All these make the narcissist a volatile person. Not merely mercurial - but fluctuating, histrionic, unreliable, and disproportional. That which has cosmic implications calls for cosmic reactions. The person with an inflated sense of self-import, will react in an inflated manner to threats, greatly inflated by his imagination and by the application to them of his personal myth. On a cosmic scale, the daily vagaries of life, the mundane, the routine are not important, even damagingly distracting. This is the source of his feelings of exceptional entitlement. Surely, engaged as he is in securing the well being of humanity by the exercise of his unique faculties - the narcissist deserves special treatment! This is the source of his violent swings between opposite behaviour patterns and between devaluation and idealisation of others. To the narcissist, every minor development is nothing less than a new stage in his life, every adversity, a conspiracy to upset his progress, every setback an apocalyptic calamity, every irritation the cause for outlandish outbursts of rage. He is a man of the extremes and only of the extremes. He may learn to efficiently suppress or hide his feelings or reactions - but never for long.
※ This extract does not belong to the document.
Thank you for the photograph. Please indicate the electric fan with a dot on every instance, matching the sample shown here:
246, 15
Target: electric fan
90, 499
In the most inappropriate and inopportune moment, you can count on the narcissist to explode, like a wrongly wound time bomb. And in between eruptions, the narcissistic volcano daydreams, indulges in delusions, plans his victories over an increasingly hostile and alienated environment. Gradually, the narcissist becomes more paranoid - or more aloof, detached and dissociative.
In such a setting, you must admit, there is not much room for a sense of humour."